第2回 辻原登奨励小説賞受賞作家・寅間心閑(とらま しんかん)さんの連載小説『証拠物件』(第11回)をアップしましたぁ。五章下編です。いよいよ大団円が近づいてまいりました。心理モノの一人称一視点小説なんですが、動きがある。このくらいディープな心理小説になると、動的な感じがなくなりがちなんですけどね。主人公コウタの、ちょいとヤンキーっぽい繊細な乱暴さが利いているのかな(爆)。
「……俺と、付き合ってくれませんか」
タイミングを間違ったかもしれない。ふと、働いているキャバクラの場所もまだ知らないんだよなと思う。テレビに映っている映画は昔のものなんだろうか、ドレスを着た金髪の女が、古めかしい電話機のダイヤルを回している。
「私なんかでいいの? 年上だよ」
耳元で囁く声。
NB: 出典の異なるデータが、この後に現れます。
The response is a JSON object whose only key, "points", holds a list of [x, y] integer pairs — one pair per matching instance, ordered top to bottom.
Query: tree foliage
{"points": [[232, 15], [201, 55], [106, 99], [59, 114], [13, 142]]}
はい、と答える。いいも悪いもあるもんか。
サキエさんの腕に力が入る。交渉成立、だ。素直に嬉しい気持ちはもちろんあるが、もう一つの気持ちが血管に流れこんでいく。
――人質。
そう、サキエさんは人質だ。
ボス、逃げようったってそうはいかないぜ、こっちには人質がいるんだ。
(寅間心閑『証拠物件』)
『テレビに映っている映画は昔のものなんだろうか、ドレスを着た金髪の女が、古めかしい電話機のダイヤルを回している。』はいいですねぇ。無意識的作家の記述なんですが、いい作品には必ずこういったスリップがある。石川、寅間さんという作家にじょじょに焦点が合ってきたように思います。あと一歩だなぁ。あ、そりは石川の勘次第なんですけんど(爆)。